I am also curious about the answer to Devaraj's question.
HDFS-2576 was added specifically for HBase. Can it address your use case?
To some extend,
HDFS-2576 needs each DFSClient have the rest of the cluster in the favoriteNodes to achieve the same purpose. It'd also raise question like: would holding a subset of ND in favoriteNodes affect the efficiency of data placement? or should DFSClient constantly refresh this list of nodes? A similar argument can be applied to HDFS-4946 as well.

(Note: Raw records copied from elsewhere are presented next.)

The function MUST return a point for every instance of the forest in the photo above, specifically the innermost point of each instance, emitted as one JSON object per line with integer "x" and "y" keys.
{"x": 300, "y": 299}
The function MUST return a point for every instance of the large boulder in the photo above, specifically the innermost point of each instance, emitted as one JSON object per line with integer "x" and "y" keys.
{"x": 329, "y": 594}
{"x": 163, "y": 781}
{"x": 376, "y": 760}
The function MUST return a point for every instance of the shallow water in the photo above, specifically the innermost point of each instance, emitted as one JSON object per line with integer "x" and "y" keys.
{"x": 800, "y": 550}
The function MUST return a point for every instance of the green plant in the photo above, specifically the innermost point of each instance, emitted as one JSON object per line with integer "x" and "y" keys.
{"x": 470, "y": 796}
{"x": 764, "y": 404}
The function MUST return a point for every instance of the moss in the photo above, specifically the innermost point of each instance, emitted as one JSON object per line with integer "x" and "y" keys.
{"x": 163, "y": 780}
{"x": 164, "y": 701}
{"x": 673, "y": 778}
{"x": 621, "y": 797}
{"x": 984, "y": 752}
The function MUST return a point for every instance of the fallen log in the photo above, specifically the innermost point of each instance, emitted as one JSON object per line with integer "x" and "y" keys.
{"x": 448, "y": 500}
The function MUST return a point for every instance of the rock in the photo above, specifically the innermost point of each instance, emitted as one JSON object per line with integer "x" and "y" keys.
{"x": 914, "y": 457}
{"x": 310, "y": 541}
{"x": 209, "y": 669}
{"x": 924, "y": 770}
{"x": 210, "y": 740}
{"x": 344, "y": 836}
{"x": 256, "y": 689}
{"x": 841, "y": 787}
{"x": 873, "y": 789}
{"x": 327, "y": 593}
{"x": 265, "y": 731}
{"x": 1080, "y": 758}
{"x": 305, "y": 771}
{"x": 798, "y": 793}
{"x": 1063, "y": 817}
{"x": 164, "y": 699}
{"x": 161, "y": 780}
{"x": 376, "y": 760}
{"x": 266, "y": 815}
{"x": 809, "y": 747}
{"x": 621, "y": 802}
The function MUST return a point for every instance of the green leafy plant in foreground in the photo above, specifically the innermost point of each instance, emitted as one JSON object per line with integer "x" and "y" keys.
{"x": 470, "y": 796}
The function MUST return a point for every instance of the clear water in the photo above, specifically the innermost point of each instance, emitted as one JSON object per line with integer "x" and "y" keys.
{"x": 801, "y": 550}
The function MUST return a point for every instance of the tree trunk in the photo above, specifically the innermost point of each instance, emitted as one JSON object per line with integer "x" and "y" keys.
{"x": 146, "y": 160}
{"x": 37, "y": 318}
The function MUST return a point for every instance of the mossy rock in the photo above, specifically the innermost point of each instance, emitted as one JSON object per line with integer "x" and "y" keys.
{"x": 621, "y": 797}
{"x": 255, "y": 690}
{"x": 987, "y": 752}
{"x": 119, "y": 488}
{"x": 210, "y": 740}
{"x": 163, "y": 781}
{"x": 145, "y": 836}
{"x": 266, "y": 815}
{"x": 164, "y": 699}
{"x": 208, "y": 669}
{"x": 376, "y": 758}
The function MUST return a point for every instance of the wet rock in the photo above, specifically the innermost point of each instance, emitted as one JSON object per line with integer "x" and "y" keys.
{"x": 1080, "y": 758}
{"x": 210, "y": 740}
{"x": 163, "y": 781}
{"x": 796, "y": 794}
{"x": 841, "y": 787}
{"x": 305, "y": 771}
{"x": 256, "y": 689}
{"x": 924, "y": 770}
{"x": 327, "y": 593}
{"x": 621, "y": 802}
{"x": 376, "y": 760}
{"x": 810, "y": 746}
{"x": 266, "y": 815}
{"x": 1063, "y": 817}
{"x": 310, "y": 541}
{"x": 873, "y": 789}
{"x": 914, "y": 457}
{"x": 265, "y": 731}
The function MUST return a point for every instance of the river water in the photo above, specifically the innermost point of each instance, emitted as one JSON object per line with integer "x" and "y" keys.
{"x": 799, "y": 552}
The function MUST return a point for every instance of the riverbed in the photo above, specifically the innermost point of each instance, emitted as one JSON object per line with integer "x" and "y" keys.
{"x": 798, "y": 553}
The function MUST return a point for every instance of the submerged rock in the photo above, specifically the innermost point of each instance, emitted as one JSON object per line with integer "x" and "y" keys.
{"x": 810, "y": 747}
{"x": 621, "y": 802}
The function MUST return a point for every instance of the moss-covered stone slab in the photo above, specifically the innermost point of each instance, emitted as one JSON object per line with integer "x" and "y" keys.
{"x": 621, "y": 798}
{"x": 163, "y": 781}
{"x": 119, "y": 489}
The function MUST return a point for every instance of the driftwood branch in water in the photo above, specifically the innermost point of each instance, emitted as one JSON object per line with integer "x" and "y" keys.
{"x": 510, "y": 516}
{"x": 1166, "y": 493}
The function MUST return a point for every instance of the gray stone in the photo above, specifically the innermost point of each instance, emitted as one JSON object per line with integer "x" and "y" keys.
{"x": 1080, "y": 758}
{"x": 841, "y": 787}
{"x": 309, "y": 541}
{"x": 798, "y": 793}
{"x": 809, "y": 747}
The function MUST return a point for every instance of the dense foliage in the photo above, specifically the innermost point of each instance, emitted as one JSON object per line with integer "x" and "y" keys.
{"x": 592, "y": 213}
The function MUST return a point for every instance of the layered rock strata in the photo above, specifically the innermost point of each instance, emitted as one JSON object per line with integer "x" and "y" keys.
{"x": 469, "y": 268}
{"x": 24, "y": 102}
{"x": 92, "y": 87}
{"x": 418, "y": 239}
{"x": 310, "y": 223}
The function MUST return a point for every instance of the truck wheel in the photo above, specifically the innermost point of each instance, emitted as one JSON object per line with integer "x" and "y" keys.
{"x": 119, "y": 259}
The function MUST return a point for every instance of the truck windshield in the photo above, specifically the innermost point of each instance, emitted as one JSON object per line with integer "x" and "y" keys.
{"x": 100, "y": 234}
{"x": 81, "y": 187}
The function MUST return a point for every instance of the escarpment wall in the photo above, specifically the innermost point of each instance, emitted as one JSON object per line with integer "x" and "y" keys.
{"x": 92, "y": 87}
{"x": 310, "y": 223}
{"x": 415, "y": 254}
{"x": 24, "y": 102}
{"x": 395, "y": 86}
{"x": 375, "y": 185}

The NameNode ignores this CreateFlag.
I am not sure that I understand this question. It is still BlockManager in NameNode making the final decision of block placement (please see my first point). CreateFlag is just a user visible flag to provide the hints. These (and future more) hints are sent to NameNode through ClientNamenodeProtocol RPCs and processed by NameNode.
it will only work for DFSClient users e.g. not for WebHDFS.
At this time, I am not certain that it will not work for WebHDFS. If that is the case, can we file a following JIRA to fix it once the basic function is in place?
Is it honored for appends?
No, it only works for new blocks.
I hope that the above explanations can answer your questions, Arpit Agarwal. Looking forward to hear from you.